Glenariff: DUP halts £180k Glens community funding over 'IRA names on gates'

Artist's impression of building Image copyright ON & FA Wheeler
Image caption Causeway Coast and Glens Borough Council allocated £180,000 to the community centre project last month

Funding for a community project in the Glens of Antrim has been pulled indefinitely because of a row over IRA names on the gates of the planned site.

Causeway Coast and Glens Borough Council allocated £180,000 to the project on 24 May.

But the Democratic Unionist Party (DUP) said the building of the centre in Glenariff would "re-traumatise" people affected by terrorism.

The DUP has pointed to the names of IRA men that appear on gates near the site.

Charlie McAllister and Pat McVeigh were killed in 1922 and their names are on gates that lead into the Glenariff GAA grounds, where the community centre is planned.


A lawyer will now have to look into the ruling by the council's leisure and development committee and advise the council on a way forward.

The money was to be allocated to the Friends of Glenariff group to build a shared community space.

Glens Sinn Féin councillor Cara McShane said the action by the DUP was a "vile abuse of power".

"I feel for this community," she said.

Image copyright ON & FA Wheeler
Image caption Building the community centre in Glenariff would "re-traumatise" victims of IRA terrorism, the DUP says

"There is no political agenda here and the last thing anyone wants is for this facility, which is much-needed in a rural community, to be used for political point-scoring.

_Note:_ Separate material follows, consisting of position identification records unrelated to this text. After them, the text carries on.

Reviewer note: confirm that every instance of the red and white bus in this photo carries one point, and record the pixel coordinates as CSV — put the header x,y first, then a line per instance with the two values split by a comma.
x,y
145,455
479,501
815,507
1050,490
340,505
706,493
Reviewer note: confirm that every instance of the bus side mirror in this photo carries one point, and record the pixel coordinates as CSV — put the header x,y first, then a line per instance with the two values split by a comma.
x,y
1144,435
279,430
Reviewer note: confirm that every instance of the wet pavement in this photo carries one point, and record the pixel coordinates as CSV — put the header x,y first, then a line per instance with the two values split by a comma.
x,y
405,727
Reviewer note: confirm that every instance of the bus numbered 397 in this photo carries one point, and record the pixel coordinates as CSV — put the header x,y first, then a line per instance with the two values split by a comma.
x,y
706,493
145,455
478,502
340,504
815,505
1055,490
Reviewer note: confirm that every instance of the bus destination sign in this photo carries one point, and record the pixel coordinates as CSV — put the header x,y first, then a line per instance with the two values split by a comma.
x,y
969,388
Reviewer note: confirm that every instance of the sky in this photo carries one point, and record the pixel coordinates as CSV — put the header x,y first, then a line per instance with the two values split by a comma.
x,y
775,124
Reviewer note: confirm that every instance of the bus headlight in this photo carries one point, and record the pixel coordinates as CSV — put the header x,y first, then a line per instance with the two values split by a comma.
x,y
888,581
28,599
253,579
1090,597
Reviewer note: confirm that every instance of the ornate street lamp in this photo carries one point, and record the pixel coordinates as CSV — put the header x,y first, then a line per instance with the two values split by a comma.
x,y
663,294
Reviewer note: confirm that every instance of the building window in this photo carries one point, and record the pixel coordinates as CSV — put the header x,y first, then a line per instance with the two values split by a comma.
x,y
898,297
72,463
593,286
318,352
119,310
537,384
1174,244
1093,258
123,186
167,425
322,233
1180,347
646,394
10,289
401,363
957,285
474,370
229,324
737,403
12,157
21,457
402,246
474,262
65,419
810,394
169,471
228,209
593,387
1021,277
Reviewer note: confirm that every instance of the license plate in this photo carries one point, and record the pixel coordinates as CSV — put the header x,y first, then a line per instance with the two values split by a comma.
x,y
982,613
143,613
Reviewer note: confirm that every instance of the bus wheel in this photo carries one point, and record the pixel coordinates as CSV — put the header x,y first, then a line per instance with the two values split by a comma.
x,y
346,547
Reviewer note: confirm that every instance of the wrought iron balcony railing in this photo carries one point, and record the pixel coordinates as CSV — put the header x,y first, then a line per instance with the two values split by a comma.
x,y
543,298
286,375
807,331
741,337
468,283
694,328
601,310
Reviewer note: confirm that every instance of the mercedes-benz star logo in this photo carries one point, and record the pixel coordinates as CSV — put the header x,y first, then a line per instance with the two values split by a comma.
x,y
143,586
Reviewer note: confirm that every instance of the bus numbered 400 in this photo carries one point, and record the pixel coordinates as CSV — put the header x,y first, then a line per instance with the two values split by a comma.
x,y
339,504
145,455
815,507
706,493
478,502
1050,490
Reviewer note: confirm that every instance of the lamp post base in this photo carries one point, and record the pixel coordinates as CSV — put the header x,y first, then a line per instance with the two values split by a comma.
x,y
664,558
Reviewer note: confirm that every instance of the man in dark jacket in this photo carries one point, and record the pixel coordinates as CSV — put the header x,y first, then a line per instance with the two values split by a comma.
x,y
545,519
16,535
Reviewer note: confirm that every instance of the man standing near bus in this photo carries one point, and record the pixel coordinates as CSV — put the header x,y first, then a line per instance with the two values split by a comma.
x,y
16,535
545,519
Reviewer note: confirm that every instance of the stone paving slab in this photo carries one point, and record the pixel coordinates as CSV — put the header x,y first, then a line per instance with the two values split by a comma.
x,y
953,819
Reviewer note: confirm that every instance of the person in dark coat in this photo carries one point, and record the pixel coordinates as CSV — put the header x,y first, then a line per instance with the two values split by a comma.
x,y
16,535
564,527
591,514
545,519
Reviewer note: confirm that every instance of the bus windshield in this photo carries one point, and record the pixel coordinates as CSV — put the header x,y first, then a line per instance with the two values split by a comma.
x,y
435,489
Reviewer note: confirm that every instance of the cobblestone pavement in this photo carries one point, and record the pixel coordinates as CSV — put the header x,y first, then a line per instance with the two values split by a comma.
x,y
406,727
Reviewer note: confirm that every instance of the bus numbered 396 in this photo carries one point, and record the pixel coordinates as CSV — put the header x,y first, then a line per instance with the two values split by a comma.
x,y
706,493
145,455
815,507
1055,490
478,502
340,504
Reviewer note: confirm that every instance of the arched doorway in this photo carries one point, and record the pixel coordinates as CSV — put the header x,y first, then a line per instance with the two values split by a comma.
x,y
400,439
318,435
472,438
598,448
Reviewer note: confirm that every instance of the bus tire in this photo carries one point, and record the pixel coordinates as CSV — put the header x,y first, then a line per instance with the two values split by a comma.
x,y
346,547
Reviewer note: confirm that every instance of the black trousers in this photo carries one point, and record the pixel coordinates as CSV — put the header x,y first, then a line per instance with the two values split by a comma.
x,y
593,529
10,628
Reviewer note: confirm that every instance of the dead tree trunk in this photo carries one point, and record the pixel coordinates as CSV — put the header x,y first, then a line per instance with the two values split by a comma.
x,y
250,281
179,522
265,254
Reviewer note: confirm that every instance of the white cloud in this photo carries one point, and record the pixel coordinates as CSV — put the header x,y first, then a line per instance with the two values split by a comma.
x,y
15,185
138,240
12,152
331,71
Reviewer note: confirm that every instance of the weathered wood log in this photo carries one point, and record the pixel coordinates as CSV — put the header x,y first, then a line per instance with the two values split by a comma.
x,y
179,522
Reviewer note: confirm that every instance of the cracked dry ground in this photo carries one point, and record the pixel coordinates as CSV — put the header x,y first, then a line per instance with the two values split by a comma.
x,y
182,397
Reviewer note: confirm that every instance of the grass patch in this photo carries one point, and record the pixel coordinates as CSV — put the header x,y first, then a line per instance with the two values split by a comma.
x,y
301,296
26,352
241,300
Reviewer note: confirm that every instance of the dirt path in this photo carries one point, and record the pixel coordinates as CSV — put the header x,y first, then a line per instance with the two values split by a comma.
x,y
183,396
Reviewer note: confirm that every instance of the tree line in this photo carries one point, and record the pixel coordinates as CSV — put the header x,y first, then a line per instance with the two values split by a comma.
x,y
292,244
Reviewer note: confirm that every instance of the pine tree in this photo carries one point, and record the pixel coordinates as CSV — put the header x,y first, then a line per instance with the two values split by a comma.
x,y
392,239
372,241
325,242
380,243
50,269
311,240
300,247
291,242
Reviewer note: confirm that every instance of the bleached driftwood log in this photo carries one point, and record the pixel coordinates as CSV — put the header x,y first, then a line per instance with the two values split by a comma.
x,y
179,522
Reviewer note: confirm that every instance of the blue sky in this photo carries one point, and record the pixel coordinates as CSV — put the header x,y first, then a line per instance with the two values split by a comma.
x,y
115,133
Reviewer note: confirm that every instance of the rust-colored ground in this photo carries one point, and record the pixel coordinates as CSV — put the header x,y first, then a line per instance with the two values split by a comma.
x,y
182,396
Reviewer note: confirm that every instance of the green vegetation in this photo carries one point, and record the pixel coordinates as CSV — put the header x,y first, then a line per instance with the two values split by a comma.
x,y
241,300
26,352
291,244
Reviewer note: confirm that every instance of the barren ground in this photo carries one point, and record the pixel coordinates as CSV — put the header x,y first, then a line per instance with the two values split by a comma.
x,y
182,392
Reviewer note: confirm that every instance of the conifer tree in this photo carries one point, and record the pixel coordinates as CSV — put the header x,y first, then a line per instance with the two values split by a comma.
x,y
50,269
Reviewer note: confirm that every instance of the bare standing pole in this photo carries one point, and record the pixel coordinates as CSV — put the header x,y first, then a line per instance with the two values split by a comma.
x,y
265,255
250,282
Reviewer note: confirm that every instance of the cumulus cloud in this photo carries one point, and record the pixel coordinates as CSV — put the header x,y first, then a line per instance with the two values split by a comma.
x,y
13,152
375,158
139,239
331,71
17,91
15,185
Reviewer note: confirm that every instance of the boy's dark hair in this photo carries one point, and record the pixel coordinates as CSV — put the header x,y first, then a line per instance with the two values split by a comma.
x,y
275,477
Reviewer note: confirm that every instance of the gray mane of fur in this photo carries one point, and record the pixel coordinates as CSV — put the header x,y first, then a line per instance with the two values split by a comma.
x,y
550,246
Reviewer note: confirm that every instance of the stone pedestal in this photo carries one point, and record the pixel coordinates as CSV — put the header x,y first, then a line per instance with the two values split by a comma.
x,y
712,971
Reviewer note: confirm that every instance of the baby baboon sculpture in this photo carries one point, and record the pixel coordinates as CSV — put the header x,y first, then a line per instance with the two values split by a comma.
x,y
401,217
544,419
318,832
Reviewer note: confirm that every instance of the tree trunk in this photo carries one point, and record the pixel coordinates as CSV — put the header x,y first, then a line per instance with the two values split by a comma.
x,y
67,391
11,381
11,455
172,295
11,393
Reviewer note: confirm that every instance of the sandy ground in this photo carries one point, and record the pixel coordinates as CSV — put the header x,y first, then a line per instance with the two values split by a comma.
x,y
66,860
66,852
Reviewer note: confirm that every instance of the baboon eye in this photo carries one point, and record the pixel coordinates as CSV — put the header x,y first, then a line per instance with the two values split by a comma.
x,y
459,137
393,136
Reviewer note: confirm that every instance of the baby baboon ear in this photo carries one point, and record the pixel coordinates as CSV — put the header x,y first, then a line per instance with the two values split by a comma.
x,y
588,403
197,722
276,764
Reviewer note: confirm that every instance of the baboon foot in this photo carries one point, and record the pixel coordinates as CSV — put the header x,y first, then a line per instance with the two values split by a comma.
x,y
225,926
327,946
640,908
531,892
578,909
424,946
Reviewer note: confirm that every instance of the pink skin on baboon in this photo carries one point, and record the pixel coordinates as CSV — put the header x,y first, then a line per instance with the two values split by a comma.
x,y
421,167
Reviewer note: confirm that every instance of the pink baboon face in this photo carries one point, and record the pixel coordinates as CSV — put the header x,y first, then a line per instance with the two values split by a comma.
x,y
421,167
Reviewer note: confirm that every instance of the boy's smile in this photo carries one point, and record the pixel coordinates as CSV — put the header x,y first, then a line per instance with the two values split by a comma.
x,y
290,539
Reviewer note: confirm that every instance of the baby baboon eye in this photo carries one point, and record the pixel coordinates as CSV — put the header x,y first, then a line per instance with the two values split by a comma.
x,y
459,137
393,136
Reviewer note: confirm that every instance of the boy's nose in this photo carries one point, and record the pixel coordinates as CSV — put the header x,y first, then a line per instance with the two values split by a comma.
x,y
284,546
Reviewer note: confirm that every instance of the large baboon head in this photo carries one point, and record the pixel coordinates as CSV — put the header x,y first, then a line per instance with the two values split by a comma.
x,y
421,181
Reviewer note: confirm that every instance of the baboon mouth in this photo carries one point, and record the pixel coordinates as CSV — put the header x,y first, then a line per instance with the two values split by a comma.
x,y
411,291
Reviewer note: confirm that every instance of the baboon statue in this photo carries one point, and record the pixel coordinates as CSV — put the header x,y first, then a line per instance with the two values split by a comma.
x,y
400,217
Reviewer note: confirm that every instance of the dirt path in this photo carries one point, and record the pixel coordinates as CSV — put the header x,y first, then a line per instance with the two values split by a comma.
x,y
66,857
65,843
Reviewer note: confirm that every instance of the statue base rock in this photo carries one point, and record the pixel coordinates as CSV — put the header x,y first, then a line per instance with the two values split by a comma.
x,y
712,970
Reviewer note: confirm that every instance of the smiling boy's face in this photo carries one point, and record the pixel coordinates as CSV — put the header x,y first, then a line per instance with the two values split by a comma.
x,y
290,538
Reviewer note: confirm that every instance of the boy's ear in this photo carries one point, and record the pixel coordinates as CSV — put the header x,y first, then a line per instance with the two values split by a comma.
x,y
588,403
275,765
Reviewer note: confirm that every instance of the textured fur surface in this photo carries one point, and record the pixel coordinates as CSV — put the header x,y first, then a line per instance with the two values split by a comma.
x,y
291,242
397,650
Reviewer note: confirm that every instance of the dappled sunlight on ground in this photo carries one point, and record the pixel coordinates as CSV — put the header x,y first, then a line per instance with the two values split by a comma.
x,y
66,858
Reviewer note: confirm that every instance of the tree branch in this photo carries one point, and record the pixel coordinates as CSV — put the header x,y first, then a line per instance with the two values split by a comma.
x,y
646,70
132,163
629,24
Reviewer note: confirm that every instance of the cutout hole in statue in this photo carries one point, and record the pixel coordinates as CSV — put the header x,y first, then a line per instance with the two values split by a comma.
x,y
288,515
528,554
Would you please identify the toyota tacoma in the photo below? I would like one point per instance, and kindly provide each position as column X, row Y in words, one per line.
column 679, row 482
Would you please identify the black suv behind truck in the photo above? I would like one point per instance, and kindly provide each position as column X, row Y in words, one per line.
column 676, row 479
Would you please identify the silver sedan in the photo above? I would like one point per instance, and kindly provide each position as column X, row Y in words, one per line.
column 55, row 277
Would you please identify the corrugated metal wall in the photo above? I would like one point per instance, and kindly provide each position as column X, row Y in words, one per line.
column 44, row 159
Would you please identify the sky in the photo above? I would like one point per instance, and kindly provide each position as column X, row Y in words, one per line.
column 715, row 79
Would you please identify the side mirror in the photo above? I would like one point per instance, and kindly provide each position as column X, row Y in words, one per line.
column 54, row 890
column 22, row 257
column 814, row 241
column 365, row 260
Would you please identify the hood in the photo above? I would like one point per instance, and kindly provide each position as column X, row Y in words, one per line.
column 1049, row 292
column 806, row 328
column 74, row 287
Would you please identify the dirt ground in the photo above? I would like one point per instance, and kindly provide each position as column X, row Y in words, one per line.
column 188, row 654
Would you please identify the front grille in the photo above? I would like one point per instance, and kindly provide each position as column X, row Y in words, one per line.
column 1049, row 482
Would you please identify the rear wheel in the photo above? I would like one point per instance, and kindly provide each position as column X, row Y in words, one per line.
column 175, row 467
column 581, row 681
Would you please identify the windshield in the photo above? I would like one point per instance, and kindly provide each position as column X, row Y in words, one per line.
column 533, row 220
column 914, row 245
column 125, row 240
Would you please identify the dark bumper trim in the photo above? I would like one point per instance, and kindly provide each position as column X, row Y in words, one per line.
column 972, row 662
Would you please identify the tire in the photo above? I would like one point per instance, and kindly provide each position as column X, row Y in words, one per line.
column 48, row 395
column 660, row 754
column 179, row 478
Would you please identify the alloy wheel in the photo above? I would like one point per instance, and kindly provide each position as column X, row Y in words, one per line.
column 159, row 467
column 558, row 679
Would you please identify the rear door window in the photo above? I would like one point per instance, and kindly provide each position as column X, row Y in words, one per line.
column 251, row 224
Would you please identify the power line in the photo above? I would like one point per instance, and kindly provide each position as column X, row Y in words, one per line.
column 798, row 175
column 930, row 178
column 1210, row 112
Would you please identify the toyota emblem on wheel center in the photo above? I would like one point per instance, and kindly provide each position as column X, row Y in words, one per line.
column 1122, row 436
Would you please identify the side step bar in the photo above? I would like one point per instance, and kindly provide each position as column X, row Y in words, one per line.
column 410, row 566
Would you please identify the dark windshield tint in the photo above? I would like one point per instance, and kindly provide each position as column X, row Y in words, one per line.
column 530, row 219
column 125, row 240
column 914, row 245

"People are very emotional.

"The Friends of Glenariff have been working hard for almost six years to organise this project and now there's a chance it won't go ahead, even though council has already passed the motion."


Ms McShane said the planned community centre would be "open to all".

"If the Orange Order wanted to use it they would be allowed," she added.

"It's about all communities, sports and activities - not just the GAA."

DUP councillor Sam Cole said the position of his party was that the gates must come down.

He said: "The decision to fund a community centre here would be opposed by one section of the community, namely the unionist community.

"We find the presence of the names on these gates offensive.

"We feel they say: 'Protestants aren't welcome'."

Mr Cole said he would support a centre that was welcoming to all and said the funding is not in line with the council's guidelines.